Creating Great Jobs Through Better Mobility
Most of us want to live in a thriving community where people have choices to safely walk and ride bikes, drive personal automobiles, or use transit systems. Tractor trailers and other industrial vehicles need to safely use the same public roads. Careful planning and operations are required to ensure great multimodal mobility that is efficient, safe, healthy, equitable, and sustainable. Dr. Ronnie Chowdhury is the Eugene Douglas Mays Chair of Transportation at Clemson and Director of the Center for Connected Multimodal Mobility (C2M2).
Described below is how an Innovation Collaboration Agreement (ICA) can be crafted around this opportunity using the Great Jobs Through Innovation Excellence Act (Great Jobs) Innovation Ecosystem Framework (click for a more detailed graphic).
Established Research
The primary mode of mobility in most American communities is personal cars. Mixing in other options such as walking and biking can be very dangerous. Mobility systems can be improved by analyzing lots of data from traffic cameras, pedestrian signals, cell phones, and social media platforms, to future sources including connected vehicles. C2M2's Quantum Artificial Intelligence laboratory (Q-AI lab) can extract useful information from all this data to solve complex transportation issues from real-time incident detection and to cybersecurity.
Multimodal systems must meet the needs of diverse communities. A strength of C2M2 is its diverse leadership team. Co-Directors include Dr. Dimitra Michalaka at The Citadel, Dr. Judith Mwakalonge, at SC State University, Dr. Nathan Huynh at the University of SC, and Dr. Gurcan Comert at Benedict.
Market Pull Innovation and Commercialization
The State of South Carolina has the fourth-largest state-maintained road system in the nation. The SC Department of Transportation might benefit from hiring C2M2 students to help improve our transportation system. A mobility company like Michelin, BMW, or Volvo might employ C2M2 students to help commercialize globally the best-in-class multimodal mobility innovations developed here.
C2M2 would enter into an ICA where the industry partner identifies a problem they have, and C2M2 designs a research project to address that problem. Great Jobs would fund C2M2's research, and the industry partner might match that investment by creating or expanding an innovation center in SC that would employ students when they graduate. If the industry partner is a commercial entity, an economic development organization like the Greenville Area Development Corporation would also be a party to the ICA to ensure that all other economic development incentives are available.

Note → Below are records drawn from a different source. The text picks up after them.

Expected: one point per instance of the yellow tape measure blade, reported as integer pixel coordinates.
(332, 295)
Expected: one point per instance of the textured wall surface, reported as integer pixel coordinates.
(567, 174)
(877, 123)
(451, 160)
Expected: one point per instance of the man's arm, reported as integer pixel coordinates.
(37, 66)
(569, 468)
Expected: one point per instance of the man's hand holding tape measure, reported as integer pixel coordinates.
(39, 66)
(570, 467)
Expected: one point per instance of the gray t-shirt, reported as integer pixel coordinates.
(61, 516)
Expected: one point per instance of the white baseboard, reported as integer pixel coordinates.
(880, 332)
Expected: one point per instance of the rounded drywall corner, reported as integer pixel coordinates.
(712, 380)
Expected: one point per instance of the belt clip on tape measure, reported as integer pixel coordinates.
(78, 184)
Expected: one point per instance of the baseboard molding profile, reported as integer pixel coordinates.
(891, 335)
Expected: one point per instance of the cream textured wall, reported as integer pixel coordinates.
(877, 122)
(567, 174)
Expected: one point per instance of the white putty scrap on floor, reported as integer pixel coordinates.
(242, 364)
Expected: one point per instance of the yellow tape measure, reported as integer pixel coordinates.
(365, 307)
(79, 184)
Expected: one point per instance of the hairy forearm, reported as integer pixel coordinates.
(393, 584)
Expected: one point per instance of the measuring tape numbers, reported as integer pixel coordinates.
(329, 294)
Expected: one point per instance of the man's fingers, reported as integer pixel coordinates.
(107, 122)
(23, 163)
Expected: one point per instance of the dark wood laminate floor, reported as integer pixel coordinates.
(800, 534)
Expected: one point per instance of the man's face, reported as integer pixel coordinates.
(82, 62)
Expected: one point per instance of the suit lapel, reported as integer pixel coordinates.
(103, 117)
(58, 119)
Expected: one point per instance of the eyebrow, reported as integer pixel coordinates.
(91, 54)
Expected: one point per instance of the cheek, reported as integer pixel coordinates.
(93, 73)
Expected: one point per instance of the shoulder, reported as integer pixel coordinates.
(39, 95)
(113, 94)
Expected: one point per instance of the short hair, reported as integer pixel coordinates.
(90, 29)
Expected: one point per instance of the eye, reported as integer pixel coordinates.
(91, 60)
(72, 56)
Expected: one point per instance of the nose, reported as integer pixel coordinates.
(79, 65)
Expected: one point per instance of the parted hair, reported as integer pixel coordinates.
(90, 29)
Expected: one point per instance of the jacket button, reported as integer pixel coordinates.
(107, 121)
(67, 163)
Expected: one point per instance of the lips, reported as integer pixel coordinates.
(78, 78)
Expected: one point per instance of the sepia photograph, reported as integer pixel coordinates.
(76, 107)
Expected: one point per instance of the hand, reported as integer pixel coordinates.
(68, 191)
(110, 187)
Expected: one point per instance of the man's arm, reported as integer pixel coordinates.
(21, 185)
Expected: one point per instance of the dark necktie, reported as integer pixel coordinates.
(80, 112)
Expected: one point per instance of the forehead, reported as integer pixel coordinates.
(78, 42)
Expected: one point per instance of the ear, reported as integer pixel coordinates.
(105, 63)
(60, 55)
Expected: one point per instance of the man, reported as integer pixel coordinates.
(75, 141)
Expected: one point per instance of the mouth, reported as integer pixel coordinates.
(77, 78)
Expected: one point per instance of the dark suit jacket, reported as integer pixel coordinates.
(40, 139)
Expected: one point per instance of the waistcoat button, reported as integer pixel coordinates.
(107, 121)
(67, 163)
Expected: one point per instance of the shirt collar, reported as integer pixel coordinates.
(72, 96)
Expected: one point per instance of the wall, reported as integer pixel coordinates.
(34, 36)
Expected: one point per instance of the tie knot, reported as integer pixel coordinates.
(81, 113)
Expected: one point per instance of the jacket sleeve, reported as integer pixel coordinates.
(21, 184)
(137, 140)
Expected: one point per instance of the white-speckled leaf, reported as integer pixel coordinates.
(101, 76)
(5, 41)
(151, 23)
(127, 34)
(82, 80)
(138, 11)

Commercialization and Workforce Development
Lots of high skilled jobs will be created by the design and deployment of advanced mobility systems. The ICA must also have a lead technical college, for example Greenville Tech, which may lead a consortium of technical colleges across the state to ensure the needed training is available.
The ICA must have a partner like the SC Governor's School for Science and Mathematics Accelerate program to engage K-12 teachers and students to inspire the next generation to pursue STEM careers.